Hi -

On 2015-11-13 at 19:54 "'Davide Libenzi' via Akaros"
<[email protected]> wrote:
> Coming to error(), should I always waserror() in my code, even if I
> have nothing to be undone?
> Because, that kinda defeats the exception-look-alike error model.

I think no.  You only need a waserror if you need to cleanup if a
function you call throws.  If you have nothing to cleanup or if you
know that you don't call something that might throw, then you don't
need a waserror block.

> circular_buffer_write already has the comments in its body, which
> describes the operation.
> Adding some more to the skip API.

What I was getting at is that if someone looks at the code for
circular_buffer.h or circular_buffer.c, they won't know what it does
without looking into the code.  This makes it more difficult to use.
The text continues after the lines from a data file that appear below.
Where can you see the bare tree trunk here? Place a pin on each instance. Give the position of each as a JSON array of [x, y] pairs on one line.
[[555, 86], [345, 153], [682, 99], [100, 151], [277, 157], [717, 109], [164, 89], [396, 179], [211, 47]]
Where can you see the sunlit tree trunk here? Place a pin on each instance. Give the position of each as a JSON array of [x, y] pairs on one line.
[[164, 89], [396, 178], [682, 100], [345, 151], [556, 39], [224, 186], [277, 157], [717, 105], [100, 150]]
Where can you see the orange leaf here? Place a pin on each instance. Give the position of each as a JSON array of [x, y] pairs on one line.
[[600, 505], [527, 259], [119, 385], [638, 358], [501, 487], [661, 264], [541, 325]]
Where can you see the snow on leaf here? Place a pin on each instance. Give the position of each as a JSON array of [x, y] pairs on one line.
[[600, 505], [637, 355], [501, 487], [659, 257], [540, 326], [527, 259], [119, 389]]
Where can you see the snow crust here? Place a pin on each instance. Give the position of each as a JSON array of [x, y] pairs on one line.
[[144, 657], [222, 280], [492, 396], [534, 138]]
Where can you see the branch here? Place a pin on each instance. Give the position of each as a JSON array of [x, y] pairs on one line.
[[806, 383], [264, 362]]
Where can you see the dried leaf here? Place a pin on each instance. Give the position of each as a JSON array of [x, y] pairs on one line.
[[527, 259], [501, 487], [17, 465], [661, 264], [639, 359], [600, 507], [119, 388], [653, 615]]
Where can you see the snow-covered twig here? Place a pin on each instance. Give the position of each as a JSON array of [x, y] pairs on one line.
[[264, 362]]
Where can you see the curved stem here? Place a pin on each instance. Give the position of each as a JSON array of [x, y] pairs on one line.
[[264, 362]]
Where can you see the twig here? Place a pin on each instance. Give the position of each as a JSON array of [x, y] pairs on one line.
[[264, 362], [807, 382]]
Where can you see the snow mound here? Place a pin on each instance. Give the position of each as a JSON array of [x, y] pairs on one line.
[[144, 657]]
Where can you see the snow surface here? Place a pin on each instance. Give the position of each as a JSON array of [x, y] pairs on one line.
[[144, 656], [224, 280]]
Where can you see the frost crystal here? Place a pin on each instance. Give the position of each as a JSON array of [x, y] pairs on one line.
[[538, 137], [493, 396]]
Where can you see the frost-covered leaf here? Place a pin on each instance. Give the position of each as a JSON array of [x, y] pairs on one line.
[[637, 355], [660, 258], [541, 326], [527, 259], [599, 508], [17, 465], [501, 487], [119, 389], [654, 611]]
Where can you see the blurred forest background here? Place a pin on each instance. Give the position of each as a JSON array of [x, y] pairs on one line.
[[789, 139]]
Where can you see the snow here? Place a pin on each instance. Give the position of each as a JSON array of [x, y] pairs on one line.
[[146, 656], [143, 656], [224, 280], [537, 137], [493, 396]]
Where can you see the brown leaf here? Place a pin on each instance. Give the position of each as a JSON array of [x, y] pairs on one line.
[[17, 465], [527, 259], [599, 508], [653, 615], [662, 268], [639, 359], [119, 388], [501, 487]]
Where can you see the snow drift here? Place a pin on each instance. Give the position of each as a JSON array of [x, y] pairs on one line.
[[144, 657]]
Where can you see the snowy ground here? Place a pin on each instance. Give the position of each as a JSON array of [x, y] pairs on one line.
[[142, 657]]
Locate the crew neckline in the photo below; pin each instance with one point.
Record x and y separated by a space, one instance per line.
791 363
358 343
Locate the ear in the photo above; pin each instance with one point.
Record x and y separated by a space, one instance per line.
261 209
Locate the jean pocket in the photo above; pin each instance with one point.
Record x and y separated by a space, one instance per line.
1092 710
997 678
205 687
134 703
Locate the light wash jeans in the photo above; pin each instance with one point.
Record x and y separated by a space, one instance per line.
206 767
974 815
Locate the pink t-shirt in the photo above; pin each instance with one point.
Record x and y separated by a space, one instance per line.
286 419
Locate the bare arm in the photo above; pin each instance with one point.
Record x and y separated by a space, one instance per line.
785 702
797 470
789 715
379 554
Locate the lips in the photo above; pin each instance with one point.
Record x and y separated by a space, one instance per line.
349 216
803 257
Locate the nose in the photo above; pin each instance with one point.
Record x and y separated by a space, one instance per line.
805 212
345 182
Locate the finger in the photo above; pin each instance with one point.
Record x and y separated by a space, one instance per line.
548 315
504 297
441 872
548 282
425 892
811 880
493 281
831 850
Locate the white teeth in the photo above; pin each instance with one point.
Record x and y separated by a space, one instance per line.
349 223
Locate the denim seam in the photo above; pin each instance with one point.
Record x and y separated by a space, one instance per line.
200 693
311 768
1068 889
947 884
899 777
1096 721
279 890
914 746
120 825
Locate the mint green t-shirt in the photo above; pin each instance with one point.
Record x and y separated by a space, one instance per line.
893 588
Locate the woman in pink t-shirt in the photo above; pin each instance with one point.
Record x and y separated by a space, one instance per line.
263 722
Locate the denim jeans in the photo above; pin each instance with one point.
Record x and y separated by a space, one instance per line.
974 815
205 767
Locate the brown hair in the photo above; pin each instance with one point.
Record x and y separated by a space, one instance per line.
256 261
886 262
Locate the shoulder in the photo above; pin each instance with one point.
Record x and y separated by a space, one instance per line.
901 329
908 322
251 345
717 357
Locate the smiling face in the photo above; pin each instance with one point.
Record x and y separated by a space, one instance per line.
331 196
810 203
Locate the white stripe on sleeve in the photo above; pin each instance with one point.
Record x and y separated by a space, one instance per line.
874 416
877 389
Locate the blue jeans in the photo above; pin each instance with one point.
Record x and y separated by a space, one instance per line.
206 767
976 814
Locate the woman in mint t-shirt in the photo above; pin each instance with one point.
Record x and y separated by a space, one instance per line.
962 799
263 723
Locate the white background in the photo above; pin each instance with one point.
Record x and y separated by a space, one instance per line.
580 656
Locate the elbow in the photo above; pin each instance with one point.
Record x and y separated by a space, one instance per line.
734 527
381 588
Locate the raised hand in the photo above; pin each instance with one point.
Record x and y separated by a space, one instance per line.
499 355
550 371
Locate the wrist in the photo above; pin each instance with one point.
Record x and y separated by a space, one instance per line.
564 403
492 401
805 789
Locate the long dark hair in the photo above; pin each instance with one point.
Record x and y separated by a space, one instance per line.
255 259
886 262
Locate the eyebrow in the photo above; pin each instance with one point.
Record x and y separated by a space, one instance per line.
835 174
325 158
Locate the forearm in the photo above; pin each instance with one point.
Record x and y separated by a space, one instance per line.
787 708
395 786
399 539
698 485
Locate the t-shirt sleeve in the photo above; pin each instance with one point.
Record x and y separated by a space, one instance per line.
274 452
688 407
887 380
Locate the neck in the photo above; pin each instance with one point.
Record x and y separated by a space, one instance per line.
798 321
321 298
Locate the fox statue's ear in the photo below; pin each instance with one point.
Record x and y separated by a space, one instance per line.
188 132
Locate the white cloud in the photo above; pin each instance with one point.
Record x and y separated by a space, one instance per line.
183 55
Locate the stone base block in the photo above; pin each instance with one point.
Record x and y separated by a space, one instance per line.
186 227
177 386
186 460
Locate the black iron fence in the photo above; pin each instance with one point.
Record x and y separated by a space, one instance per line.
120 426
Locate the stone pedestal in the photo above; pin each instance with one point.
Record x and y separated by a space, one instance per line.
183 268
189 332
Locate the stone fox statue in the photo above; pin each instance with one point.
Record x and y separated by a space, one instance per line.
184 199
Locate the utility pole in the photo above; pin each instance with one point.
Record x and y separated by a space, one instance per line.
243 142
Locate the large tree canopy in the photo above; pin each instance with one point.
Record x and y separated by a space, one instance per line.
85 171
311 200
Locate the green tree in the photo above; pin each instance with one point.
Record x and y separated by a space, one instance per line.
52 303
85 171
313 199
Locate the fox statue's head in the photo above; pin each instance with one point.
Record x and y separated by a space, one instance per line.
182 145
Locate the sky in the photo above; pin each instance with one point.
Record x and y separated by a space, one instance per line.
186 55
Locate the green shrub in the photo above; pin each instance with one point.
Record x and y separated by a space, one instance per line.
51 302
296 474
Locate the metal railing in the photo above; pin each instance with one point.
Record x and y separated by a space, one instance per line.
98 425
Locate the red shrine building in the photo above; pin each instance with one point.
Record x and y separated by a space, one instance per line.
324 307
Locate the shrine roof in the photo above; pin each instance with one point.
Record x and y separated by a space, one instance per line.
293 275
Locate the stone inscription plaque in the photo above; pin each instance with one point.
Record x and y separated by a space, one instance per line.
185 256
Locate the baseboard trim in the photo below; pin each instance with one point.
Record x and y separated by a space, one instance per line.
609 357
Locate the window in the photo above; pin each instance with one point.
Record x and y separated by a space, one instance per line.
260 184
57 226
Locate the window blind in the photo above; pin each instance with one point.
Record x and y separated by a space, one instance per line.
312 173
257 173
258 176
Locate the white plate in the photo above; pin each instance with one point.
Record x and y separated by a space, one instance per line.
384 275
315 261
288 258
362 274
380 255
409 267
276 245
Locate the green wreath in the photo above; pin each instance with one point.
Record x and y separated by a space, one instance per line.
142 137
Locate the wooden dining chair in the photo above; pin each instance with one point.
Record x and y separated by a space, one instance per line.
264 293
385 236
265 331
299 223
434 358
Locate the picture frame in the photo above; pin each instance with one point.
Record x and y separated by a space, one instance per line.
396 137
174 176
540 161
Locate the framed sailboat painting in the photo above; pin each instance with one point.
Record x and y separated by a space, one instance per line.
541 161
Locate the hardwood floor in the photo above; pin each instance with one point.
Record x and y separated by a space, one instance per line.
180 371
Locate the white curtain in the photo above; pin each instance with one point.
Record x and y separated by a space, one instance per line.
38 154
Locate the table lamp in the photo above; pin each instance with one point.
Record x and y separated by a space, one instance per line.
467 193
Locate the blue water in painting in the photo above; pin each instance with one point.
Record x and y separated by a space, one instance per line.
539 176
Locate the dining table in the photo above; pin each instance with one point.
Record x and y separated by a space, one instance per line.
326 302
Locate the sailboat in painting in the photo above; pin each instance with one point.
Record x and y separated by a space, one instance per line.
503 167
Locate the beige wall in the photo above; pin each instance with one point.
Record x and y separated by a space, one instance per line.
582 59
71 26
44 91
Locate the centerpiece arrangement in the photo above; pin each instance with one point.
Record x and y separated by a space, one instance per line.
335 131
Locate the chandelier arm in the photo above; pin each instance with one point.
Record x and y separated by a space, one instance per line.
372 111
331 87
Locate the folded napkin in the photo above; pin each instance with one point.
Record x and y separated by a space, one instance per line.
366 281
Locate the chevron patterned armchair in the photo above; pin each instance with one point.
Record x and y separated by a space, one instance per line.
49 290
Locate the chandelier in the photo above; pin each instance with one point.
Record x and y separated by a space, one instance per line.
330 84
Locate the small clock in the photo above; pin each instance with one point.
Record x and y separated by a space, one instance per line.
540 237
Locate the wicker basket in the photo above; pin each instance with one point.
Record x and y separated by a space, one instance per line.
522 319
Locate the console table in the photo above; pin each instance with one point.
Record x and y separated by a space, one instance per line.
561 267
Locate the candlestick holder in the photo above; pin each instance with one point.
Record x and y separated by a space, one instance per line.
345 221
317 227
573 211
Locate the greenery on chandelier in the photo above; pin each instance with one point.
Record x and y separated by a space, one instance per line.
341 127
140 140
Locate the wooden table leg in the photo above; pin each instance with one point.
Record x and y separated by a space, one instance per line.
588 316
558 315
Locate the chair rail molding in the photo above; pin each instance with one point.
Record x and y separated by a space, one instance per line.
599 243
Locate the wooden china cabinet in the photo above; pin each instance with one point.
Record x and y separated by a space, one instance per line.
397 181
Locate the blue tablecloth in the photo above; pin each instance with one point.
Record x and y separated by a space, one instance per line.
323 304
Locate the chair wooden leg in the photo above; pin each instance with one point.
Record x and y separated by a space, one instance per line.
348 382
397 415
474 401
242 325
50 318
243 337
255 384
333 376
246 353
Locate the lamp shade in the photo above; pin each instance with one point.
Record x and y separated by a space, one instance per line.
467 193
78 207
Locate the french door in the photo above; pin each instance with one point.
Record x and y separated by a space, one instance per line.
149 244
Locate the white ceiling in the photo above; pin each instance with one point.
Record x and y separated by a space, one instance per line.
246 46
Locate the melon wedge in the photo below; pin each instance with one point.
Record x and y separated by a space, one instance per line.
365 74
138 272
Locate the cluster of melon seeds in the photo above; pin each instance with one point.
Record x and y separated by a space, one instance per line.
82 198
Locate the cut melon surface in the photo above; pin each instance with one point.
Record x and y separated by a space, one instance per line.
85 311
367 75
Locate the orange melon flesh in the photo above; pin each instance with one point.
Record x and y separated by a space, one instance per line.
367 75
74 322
Compare that to kern/include/trace.h, which has a bit of an explanation
and tells people how to use it.

> I added two commits (WIP:PROFILER and WIP:KPROF) at the end of the
> stream, which did not squash in the proper place yet.
> Take a look. I really do not like the idea of having resources left
> allocated when the functionalities are not used.

It seems okay.  I understand the desire to free unused resources, but
the tradeoff is complexity and possible bugs.  I don't know that a
small amount of RAM is worth that.  But we'll see how this works out. =)

Anyway, once you squash those last two commits or do any other stuff,
let me know and I'll merge your latest.